Understand Data Analysis Process Step by Step

SONALI SHAW
8 min readAug 7, 2019

--

Often, when we talk about Data Analysis projects, nobody seems to be able to come up with a solid explanation of how the entire process goes. From gathering the data, all the way up to the analysis and presenting the results.

In this post, I break down the Data Analysis framework, taking you through each step of the project lifecycle.

At 1st let us understand,What is Data Analysis and why it is important?

In simple words Data analysis is a process of collecting data and organizing it in a manner where one can draw a conclusion.

In technical terms Data analysis is a process of inspecting, cleansing, transforming and modeling data with the goal of discovering useful information, informing conclusions and supporting decision-making.

Data analysis is important in business to understand problems facing an organisation, and to explore data in meaningful ways. Data in itself is merely facts and figures. Data analysis organizes, interprets, structures and presents the data into useful information that provides context for the data.

I am going to explain Data analysis with the help of Titanic dataset whose link is given below.

Now we have the dataset so we can start data analysis process.

Data Analysis Process includes 5 steps.Which are

  1. Asking Right Questions
  2. Data Wrangling or Data Munging or Data pre-processing
  3. Exploratory Data Analysis(EDA)
  4. Drawing Conclusions
  5. Communicating Results

The very 1st step of Data Analysis Process is

Asking Right Questions:

For asking questions you need data.So there can be two scenario,firstly you will get the company’s data from your manager or you will collect it from any site like kaggle and your manager will tell you the right exact questions .In second scenario, you will get the data but they will not tell you the questions , they will just give you a open ended type problem like here is my company last year data ,analyse it and tell me by analysis that this year our company will make more profit or not.

Now you will have to ask proper questions which will give you a clear idea about you dataset .So your questions should be clear and concise.

Questions you can ask:

  1. What features will contribute to my analysis?
  2. What features are not important for my analysis?
  3. Which of the features have a strong correlation?
  4. Do I need data preprocessing?
  5. What kind of feature manipulation/engineering is required?

Example: As we have already a Titanic dataset which contain 12 columns and 891 rows and each rows contain information of one passenger.Now,You have to make a Titanic Survivor Predictor.For that you have to ask the above questions form the dataset. There are no such rules that you have to follow, only one rule that you have to follow,is asking right questions from your data.If you are thinking how can you ask better questions.Firstly it depends on subject matter experties. It is obvious If you know very well about your domain you can ask better questions. Secondly it depends on your experience like if you worked many times on same type of domain then you can easily correlate between data.So your experience and knowledge will help you to ask better questions.

Here you can see all the 12 rows,now we are going to see the survival correlation with others.

Like this you have to ask another questions.

2nd step of Data Analysis Process is

Data Wrangling/Munging:

Data wrangling, sometimes referred to as data munging, is the process of transforming and mapping data from one “raw” data form into another format with the intent of making it more appropriate and valuable for a variety of downstream purposes such as analytics.

In simple words if your data is not good for analysis then you have to clean the data which is known as data cleaning or munging.

There are 3 steps for data wrangling:

2a.

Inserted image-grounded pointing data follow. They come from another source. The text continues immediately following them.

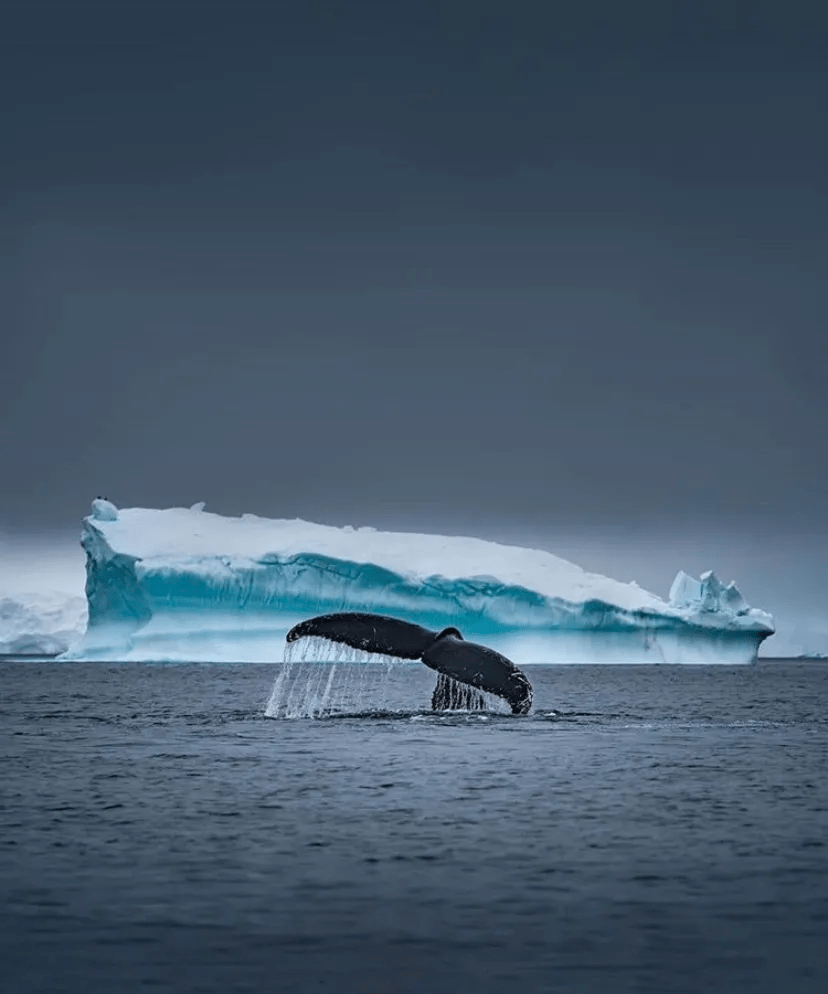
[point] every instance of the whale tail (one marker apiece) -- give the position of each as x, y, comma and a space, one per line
465, 666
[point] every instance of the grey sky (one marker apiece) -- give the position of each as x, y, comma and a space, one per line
486, 267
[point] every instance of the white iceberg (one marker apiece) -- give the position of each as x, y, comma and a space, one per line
40, 624
184, 584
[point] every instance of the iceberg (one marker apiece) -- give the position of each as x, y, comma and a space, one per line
40, 624
185, 584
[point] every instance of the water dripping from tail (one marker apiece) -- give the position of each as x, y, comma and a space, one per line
450, 695
320, 678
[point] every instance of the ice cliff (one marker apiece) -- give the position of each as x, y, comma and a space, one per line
186, 584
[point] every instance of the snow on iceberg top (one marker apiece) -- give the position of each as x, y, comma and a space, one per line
192, 534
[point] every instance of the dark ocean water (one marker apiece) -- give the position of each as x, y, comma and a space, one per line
652, 829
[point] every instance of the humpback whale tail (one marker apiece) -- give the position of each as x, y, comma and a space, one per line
462, 666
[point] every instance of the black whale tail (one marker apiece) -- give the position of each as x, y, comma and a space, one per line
464, 665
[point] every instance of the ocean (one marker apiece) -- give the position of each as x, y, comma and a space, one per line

Gathering Data:

In this step, you will need to query databases, using technical skills like MySQL to process the data. You may also receive data in file formats like Microsoft Excel. If you are using Python or R, they have specific packages that can read data from these data sources directly into your data science programs.

The different type of databases you may encounter are like PostgreSQL, Oracle, or even non-relational databases (NoSQL) like MongoDB. Another way to obtain data is to scrape from the websites using web scraping tools such as Beautiful Soup.

Another popular option to gather data is connecting to Web APIs. Websites such as Facebook and Twitter allows users to connect to their web servers and access their data. All you need to do is to use their Web API to crawl their data.

And of course, the most traditional way of obtaining data is directly from files, such as downloading it from Kaggle or existing corporate data which are stored in CSV (Comma Separated Value) or TSV (Tab Separated Values) format. These files are flat text files. You will need to use special Parser format, as a regular programming language like Python does not natively understand it.The above mentioned link is of CSV file.

2b. Assessing Data:

Once you’ve gotten your data, it’s time to get to work on it. Start digging to see what you’ve got and how you can link everything together to answer your original goal.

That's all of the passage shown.